Yesterday it was reported that Leonardo Boff, an infamous, liberal, eccentric ex-priest, has claimed that Pope Francis may grant a special request by the Brazilian bishops to allow married priests to resume their priestly ministry.

It seems the idea is intended in some way to address the devastating shortage of vocations in that country; Brazil has 140 million Catholics, but only 1,800 priests, which Boff correctly assesses to be a “catastrophe”.

Of course, the idiot answer is to increase the liberal momentum that has caused this erosion. Perhaps a more intelligent approach might be to look to countries who benefit from better ratios in this regard as I have alluded to here and here.

Some of you might be scratching your heads as to who this Boff character is. Well, you can read the CDF's opinion of him for yourself here. But I have blogged before about him in the context of ecumenism

Fundamentally, the flaw in Boff’s thinking is the thesis he promotes that Jesus Christ could not have conceived of any Church, much less have founded one. Rather he suggests that the early Church was born of a response to institutionalisation and pressure resulting from the loss of eschatological tension towards the immediate coming of the kingdom.

The resultant ecclesiology supposes that a universal Catholic Church could not therefore have existed, but rather individual local Churches, with different ministers, theologies and praxis. This idea has the wrong point of departure however, according to Ratzinger who places the unifying centre of the Church firmly within the sacrament of the Last Supper. It is through this sacrament that
"all who profess to be Christians can become one with him in a totally new way, so that Paul could designate this communion as being one body with Christ, as the unity of one body in the Spirit."— cf.
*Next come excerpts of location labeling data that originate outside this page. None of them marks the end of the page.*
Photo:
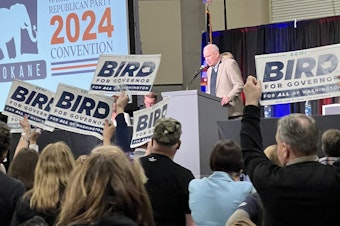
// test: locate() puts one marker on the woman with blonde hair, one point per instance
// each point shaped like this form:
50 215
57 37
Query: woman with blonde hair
106 189
51 175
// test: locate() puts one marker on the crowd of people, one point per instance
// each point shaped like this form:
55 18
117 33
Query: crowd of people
283 184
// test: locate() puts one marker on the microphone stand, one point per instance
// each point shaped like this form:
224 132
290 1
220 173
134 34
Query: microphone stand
193 78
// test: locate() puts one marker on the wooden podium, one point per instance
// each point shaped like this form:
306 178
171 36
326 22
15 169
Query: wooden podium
198 113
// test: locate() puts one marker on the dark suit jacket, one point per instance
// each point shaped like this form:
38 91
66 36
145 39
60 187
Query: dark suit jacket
304 193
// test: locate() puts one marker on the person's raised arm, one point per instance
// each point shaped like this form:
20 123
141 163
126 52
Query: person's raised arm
123 137
108 132
250 135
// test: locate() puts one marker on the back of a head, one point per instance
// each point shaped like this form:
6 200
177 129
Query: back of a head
300 132
167 131
106 183
226 156
5 139
23 165
51 175
330 141
56 160
35 221
271 153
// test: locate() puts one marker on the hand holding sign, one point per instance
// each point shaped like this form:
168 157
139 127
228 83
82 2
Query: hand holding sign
108 132
121 102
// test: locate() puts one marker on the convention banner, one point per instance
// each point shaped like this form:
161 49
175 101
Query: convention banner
76 110
59 41
297 76
134 74
144 122
28 99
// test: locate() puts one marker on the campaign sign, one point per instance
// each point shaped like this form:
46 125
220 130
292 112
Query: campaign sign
76 110
14 125
27 99
297 76
134 74
144 122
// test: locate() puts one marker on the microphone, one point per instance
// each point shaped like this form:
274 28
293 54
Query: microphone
202 68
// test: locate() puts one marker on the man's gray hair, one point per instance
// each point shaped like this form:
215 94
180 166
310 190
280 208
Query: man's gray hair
300 132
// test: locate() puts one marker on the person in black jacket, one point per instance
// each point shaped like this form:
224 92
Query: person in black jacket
303 191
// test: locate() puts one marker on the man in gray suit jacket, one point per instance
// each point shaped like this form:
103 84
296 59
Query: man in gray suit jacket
224 80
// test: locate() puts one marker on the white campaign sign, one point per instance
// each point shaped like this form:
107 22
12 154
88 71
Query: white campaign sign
27 99
76 110
297 76
135 74
144 122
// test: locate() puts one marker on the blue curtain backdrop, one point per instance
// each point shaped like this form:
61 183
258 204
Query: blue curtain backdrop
245 43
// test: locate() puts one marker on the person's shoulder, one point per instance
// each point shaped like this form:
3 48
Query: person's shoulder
115 219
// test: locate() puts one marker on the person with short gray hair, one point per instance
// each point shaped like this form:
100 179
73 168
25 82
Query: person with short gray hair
301 192
330 144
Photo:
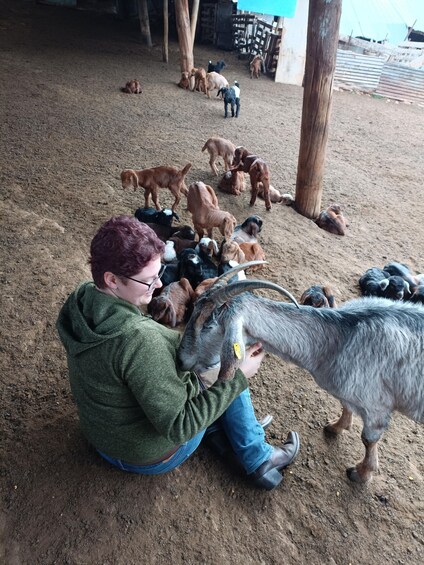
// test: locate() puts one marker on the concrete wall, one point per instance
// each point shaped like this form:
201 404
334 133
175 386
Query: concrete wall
291 60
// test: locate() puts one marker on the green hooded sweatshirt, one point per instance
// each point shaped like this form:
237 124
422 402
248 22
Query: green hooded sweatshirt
133 402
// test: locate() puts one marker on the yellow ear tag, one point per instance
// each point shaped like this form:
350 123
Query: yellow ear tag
237 350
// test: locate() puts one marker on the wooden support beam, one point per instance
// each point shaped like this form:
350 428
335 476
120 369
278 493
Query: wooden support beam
165 31
182 17
321 50
143 14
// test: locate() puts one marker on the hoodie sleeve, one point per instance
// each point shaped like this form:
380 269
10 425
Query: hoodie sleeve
171 399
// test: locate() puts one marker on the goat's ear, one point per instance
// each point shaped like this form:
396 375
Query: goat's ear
232 351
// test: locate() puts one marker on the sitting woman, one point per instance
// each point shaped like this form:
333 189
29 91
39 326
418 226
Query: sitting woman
140 412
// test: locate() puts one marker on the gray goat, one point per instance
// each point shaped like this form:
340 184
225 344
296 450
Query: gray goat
369 353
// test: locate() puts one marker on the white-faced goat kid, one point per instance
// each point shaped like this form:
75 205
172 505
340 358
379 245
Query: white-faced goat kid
219 147
202 203
171 306
377 282
369 353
Ratzinger, J., The Ecclesiology of Lumen Gentium.
The implications of this reality are a Church not conceived of and established by men, but created by the Holy Spirit and brought forth through the reality of Pentecost. This Church is manifest in the profession of faith, the sacraments and apostolic succession, thus the council intended not to introduce a form of ecclesiological relativism, but to acknowledge what a living miracle is the Church, spread across the four corners of the earth and present throughout history, always fragile (as Ratzinger puts it: “the Holy Spirit has continuously created her since Pentecost, in spite of being faced with every human failing, and sustains her in her essential identity.”) and yet always with us.
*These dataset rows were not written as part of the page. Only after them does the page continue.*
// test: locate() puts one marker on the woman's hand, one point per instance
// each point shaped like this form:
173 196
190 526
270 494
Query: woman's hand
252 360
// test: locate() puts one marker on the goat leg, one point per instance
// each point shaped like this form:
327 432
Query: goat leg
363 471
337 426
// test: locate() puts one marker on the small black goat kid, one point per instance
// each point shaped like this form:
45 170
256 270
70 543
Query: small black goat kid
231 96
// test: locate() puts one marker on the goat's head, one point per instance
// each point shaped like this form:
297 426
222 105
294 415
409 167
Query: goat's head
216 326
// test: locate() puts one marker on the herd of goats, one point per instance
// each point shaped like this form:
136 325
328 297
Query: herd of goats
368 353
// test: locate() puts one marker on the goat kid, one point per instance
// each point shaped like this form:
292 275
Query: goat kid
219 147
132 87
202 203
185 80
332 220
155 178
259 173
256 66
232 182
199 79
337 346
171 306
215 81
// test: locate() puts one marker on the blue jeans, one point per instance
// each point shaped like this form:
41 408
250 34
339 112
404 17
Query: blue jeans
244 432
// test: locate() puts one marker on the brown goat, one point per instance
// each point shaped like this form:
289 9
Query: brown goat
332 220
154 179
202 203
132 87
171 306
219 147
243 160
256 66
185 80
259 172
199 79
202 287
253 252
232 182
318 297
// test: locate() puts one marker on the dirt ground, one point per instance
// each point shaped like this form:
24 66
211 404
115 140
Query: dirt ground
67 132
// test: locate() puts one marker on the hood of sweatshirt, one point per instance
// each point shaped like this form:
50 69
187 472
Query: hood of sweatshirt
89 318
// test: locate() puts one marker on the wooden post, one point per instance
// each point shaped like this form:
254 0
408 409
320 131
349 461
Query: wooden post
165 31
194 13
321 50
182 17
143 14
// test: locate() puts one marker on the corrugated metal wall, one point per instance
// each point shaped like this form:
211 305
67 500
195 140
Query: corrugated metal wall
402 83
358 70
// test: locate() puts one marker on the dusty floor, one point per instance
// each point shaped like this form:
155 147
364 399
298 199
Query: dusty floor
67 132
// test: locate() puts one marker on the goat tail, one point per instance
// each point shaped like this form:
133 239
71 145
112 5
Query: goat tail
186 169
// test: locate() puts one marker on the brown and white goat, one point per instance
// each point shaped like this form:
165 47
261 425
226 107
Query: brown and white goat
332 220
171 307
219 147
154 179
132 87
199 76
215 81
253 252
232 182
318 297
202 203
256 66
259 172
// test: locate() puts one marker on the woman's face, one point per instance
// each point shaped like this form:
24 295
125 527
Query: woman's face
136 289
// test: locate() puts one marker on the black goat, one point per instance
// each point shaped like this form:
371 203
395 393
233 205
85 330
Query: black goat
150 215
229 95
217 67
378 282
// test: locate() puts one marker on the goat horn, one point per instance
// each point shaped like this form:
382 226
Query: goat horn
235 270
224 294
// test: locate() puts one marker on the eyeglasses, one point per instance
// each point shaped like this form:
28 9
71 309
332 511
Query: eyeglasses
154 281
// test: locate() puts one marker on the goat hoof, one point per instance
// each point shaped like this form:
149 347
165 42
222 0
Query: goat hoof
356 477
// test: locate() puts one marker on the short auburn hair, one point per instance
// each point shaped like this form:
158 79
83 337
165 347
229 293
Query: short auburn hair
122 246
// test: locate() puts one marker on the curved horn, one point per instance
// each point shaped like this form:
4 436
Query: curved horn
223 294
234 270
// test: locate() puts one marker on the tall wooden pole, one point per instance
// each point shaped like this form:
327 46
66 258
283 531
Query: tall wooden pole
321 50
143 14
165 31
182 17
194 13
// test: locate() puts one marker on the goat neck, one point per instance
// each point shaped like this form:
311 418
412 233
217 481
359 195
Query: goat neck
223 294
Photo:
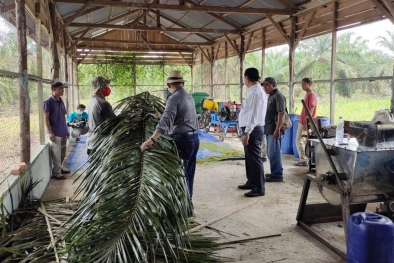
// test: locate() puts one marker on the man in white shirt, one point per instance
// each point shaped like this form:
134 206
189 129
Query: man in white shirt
252 120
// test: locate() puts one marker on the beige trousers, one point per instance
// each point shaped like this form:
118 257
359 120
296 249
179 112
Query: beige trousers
301 143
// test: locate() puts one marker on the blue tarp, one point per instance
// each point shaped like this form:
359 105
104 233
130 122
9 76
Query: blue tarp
78 156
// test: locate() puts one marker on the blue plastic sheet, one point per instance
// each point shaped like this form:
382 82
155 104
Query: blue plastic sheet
78 156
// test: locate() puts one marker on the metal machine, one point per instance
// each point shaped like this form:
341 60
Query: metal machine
225 118
350 175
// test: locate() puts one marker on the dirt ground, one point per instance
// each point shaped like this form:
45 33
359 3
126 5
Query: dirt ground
229 215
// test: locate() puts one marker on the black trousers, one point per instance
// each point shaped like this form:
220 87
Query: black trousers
254 161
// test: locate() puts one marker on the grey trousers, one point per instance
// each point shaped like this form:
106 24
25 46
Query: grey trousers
264 147
58 152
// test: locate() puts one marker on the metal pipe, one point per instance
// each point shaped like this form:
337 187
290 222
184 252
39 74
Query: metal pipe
324 148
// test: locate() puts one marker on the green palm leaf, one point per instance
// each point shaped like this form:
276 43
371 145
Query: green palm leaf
134 204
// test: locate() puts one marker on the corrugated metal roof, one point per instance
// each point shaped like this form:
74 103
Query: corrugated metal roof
198 22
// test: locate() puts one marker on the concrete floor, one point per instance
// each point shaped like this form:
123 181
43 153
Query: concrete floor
231 216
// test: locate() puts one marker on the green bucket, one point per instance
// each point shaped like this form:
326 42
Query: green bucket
198 97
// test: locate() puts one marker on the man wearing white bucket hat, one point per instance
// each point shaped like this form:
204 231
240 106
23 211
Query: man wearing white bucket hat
180 121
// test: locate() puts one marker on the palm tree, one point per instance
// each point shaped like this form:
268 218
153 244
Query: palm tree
387 42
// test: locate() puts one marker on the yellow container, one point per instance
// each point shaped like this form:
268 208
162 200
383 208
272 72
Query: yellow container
210 104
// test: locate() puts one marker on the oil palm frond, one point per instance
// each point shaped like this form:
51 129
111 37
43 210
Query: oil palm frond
134 204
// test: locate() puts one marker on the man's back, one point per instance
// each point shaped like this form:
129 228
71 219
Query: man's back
276 104
99 110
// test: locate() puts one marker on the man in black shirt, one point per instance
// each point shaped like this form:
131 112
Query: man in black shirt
273 122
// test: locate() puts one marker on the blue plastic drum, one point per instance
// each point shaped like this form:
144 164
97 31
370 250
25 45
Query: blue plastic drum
286 142
370 239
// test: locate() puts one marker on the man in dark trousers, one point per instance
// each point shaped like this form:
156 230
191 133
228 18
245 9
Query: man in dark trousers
99 109
251 120
55 122
180 121
273 122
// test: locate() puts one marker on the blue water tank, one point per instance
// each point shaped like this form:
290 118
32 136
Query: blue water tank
286 142
370 238
294 120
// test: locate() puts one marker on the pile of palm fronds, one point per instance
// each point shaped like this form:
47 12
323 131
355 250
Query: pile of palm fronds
134 204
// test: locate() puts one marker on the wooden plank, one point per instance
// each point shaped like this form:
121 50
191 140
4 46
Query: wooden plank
201 8
103 40
40 96
75 15
205 55
24 105
228 22
302 33
235 48
389 6
146 28
383 10
279 28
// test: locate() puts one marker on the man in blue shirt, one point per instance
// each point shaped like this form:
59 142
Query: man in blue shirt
180 121
55 122
78 121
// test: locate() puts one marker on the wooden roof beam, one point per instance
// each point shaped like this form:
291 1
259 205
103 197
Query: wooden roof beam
87 11
216 9
103 40
75 15
304 28
288 4
105 21
383 10
389 6
180 25
232 44
206 55
224 20
279 28
145 41
186 50
146 28
7 8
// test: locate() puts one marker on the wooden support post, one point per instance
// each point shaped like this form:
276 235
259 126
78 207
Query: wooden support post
392 93
333 62
211 62
55 55
65 77
39 71
24 100
202 71
134 76
262 71
225 72
192 77
291 63
241 65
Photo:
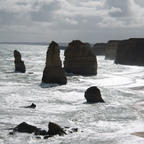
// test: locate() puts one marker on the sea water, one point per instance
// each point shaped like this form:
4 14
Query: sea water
113 122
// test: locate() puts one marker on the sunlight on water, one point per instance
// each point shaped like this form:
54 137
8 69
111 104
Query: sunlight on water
109 123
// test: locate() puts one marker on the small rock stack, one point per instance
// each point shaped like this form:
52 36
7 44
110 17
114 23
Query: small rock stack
19 64
79 59
53 71
130 52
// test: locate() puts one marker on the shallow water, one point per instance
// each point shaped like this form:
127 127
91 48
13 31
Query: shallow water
110 123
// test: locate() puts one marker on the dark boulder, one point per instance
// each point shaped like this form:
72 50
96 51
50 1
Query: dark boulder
53 71
55 129
19 64
80 59
130 52
31 106
93 95
25 128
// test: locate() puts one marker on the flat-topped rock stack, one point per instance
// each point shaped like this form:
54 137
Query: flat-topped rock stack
19 64
79 59
99 48
111 48
53 71
130 52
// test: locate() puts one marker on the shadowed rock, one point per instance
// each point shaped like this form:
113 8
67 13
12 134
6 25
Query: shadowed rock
53 71
55 129
139 134
130 52
19 64
99 48
79 59
25 128
111 48
93 95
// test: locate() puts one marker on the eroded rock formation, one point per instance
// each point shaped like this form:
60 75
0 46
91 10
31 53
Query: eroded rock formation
53 71
93 95
130 52
111 48
53 129
79 59
19 64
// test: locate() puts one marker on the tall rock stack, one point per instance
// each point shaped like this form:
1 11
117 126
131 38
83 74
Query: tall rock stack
111 48
53 71
19 64
131 52
79 59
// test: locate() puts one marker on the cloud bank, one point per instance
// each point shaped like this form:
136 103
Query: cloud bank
64 20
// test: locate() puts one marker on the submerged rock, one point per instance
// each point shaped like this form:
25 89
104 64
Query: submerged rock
130 52
79 59
31 106
93 95
55 129
139 134
53 71
25 128
19 64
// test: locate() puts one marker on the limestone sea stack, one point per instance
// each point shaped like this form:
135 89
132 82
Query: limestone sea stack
19 64
130 52
53 71
79 59
111 48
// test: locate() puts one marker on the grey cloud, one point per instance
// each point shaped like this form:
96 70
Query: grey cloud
123 5
45 12
7 17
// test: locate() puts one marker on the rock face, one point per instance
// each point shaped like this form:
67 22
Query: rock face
25 128
130 52
53 71
111 48
55 129
33 106
79 59
19 64
93 95
99 48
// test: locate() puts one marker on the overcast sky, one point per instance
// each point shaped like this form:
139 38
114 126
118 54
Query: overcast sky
65 20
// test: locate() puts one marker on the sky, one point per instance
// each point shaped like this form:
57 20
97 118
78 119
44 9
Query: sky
65 20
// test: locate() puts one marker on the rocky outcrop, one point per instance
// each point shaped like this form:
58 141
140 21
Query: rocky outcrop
25 128
33 106
130 52
99 48
53 129
79 59
53 71
19 64
139 134
111 48
93 95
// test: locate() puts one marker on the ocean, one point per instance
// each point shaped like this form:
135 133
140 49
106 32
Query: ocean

Boff's thinking is part of a group within the Church I have always found disturbing. They tend to deny any supernatural or metaphysical dimension to the faith and go to great lengths to rationalise Catholic belief. In doing so I believe they succeed only in stripping it of much of it's beauty and potential. They also place themselves firmly within an unsolvable paradox which clings to a "faith" in which it no longer believes.

For many, the relaxation of the ages old discipline of celibacy appears a quick fix for the problems of declining Church and ageing clergy. Certainly the very idea of requiring perpetual celibacy from the clergy seems odd to today’s secular society. However it is certainly worth pointing out that all other major denominations allow married clergy, and most are having difficulty attracting new vocations. Moreover, relaxing standards with regard to ordination leads to its' own difficulties.

So back to the Polish model then, where the priest- laity ratio is fantastic. How did they do it? How do they maintain it? They don't try and water down the faith, they teach it, they live it, they extol its' value. If I were in charge, this is where I would be starting. It might be a long haul, but it demonstrably works and is true to the great commission.

Meanwhile, in an interview with a German newspaper, Boff has claimed he was consulted on Laudato Si and that Pope Francis 'is one of us'.